Hung parliament expected
May 6, 2015At stake in Thursday's election is the UK's continued EU membership, threatened by the Tories promise of an in-out referendum; also, the very existence of the union, with Scotland likely to demand an exit from the UK if Britain leaves the EU; and the role and existence of the welfare state and the National Health Service (NHS), if the Tories or their coalition partners, the Lib Dems, return on another austerity ticket.
But for just the second time in the post-war era, the British public looks set to reject the legislative proposals made by all of the main parties. What takes their place is undecided, uncertain and essentially unknowable.
Every poll suggests no single party will gain the required majority to command the House of Commons. As in 2010, a coalition deal will likely have to be struck, but just five years after that election, the outlook today is much more complex and volatile, thanks to the quirks of the UK's electoral system, shifting political allegiances and Britain's lack of a written constitution.
George Osborne, the Chancellor, told journalists this week that if the incumbent, David Cameron, does not win a majority, his Downing Street neighbor won't be budging until a deal of some kind is done. "The government remains the government until there is another government," he said.
In Britain's first-past-the-post voting system, a party must control over 50 percent of the 650 seats in the House of Commons to be sure of passing laws. In principle, that is 326 seats, but in reality, as the five Irish republican MPs of Sinn Fein reject Westminster's rule in Northern Ireland and do not attend, that figure drops to 323.
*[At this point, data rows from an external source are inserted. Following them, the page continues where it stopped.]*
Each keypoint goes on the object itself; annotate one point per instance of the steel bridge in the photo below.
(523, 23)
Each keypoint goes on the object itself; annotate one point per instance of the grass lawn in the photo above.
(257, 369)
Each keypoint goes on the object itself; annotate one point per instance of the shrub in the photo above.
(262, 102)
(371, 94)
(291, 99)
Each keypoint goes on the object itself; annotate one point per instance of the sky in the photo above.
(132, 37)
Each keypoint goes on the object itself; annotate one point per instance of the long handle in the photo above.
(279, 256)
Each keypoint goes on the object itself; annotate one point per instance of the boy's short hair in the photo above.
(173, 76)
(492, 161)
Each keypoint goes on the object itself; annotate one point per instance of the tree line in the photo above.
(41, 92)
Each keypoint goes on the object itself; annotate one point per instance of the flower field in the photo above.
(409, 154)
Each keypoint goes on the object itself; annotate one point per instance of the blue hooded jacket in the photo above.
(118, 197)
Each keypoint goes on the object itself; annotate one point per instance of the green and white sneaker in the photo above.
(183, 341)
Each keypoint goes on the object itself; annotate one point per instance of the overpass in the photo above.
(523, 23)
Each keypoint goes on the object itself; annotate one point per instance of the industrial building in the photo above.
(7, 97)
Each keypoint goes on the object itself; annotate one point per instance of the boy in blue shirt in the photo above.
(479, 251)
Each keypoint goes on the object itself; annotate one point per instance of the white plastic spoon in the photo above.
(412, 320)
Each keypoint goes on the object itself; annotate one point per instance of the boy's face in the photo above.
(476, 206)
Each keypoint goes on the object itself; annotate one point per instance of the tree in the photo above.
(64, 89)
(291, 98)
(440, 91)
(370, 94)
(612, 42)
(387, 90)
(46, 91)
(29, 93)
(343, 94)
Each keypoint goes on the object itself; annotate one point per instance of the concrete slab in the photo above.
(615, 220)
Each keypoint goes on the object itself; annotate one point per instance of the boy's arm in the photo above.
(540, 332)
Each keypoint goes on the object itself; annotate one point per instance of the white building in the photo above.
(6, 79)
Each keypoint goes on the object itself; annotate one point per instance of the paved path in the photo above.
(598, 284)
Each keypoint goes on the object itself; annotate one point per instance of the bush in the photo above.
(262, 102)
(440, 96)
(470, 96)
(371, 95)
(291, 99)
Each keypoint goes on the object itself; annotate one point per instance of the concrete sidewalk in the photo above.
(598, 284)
Robert Hazell of University College London's Constitution Unit, the UK's leading research body on constitutional change, has said the days following the election could be confused and chaotic if, as looks likely, the share of seats won is sufficiently close that both Labour and Conservatives claim to be able to form a government.
In 2010, it took just five days to form a coalition. This time, Hazell says, negotiations could possibly take weeks as more parties will be involved and backbench party members will demand consultation.
The numbers game
Blunt math and sharp politics will decide who runs Britain for the next five years far more emphatically than any voter marking an X on a ballot paper on Thursday.
Although the Tories may end up winning most seats, an anti-Tory bloc of 323 seats is more easily attainable than any pro-Tory majority.
Yougov polls on Tuesday put both center-left Labour and center-right Conservatives at 33 percent. This would translate to 276 seats for Labour, and 272 for the Tories, who have ruled under Prime Minister David Cameron in an uneasy coalition with Nick Clegg's Liberal Democrats since 2010.
Both main parties will, therefore, lack the numbers required to rule alone and will be forced to scramble to forge alliances enabling them to form a government capable of commanding the confidence of the House of Commons.
The problem for the Conservatives, who have failed to win a majority since 1992, is that it is simply outnumbered by its opponents.
Compounding matters, the Tories' coalition partners have seen their support dwindle since 2010: the Lib Dems are now polling at just 10 percent, which would win them 24 seats - down from 57 seats in the last election. The Lib Dems lost credibility and support almost instantly in 2010, when leader Nick Clegg voted with the Tories to treble university tuition fees having pledged that he would resist any increase.
Meanwhile, the Scottish National Party looks set to obliterate Labour in its traditional Scottish heartland, winning 50 seats, giving them the balance of power in Westminster, since the SNP refuses to align itself with the Conservatives.
The collapse of Labour's vote north of the border and its transfer to the SNP adds further complexity to any coalition talks, as Labour has also emphatically - if perhaps unconvincingly - ruled out any deal with the nationalists, who have gained strength since a narrow defeat in a 2014 referendum on independence. Labour's stance is explained by the pre-election desire to maintain a united front and to offer unequivocal support to its Scottish candidates.
The right-wing UKIP vote stands at 12 percent nationally, though it is unlikely to win more than a handful of seats as its vote is diffuse and support has drained away following crotchety appearances by leader Nigel Farage during televised debates.
Nick Clegg has said the Liberal Democrats will talk first to the party with the greatest number of seats, claiming that any minority-led government would "lack legitimacy."
That, says Hazell, is a rule purely of Clegg's own imagining. "It's a principle he invented. It's not a constitutional rule. We have no rule, unlike, say, Germany, about who is the first mover. There is nothing to prevent all parties negotiating at the same time. There is nothing to prevent Cameron raising his flag and Miliband raising his, and saying to minor parties: 'Come and talk to us.'"
The popular press in Britain and the Tory party itself has spent much of the last few weeks of the campaign claiming that a minority government that ruled with the support of other minor parties would be somehow illegitimate. Hazell says that idea is "complete nonsense, constitutionally and historically."
As Thursday's vote unfolds, it is impossible to know what will happen, and how the parties will align themselves, and who will occupy Number 10 Downing Street in a few weeks' time.
But what seems certain, beyond any question, is that this new uncertainty in British politics looks likely, as Hazell says, to become "the new norm."